Clarification on my bashing of Whitehorse
In my previous blog about manual testing, I didn't mean to imply that the new designers in Visual Studio Team Architect aren't cool and sexy - they are. My problem is that I think Microsoft is falling into the trap of selling what's easy to sell. The process piece of Team System has the opportunity to fundamentally change how development teams work (for the better). The SOA designers are a design tool. We've had design tools for years. While Whitehorse is a huge step in designing better systems, if software teams don't get better at all the other things that take place (or oftentimes don't) during a development project, all the designers in the world won't save their project.

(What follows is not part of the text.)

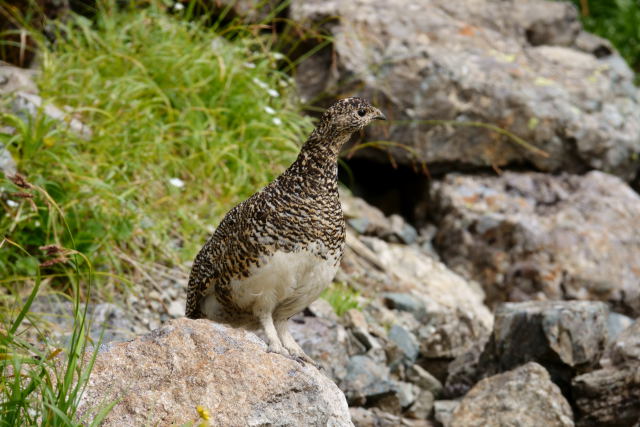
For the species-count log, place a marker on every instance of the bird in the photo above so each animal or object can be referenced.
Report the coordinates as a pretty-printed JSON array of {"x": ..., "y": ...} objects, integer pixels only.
[{"x": 274, "y": 253}]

So, my problem is that Microsoft seems as though they might fall into the trap of marketing to developers, since that is the audience they know (for dev tools). Recently, MS did some national MSDN events where they had an hour on VSTS. It was 80% Whitehorse, as far as demos, etc. I had the pleasure of working with the Developer Community Champion for my area (Michael Benkovich) and we at least built a good "story" around the demos and slides. I wonder how many people saw this presentation in other parts of the country and left thinking VSTS = Whitehorse.
I also don't want to imply that I think that developers and testers shouldn't talk. I don't think they should talk about silly things, such as: What's in a build? What were you doing when this broke? Oh, you were running test case X, where is that? Those conversations don't need to be had, I'd rather they be talking about clarifying tests and requirements. They should be talking about real problems, not trivial stuff. The same goes for devs and PMs. Project managers shouldn't have to waste time getting status updates from developers. It's not productive, I'd rather they spend that time removing roadblocks, mitigating risks, etc.
I think I'm getting way to evangelical with regards to Team System... I'm just very jazzed by it, and very badly want to see it, and those that use it, be successful.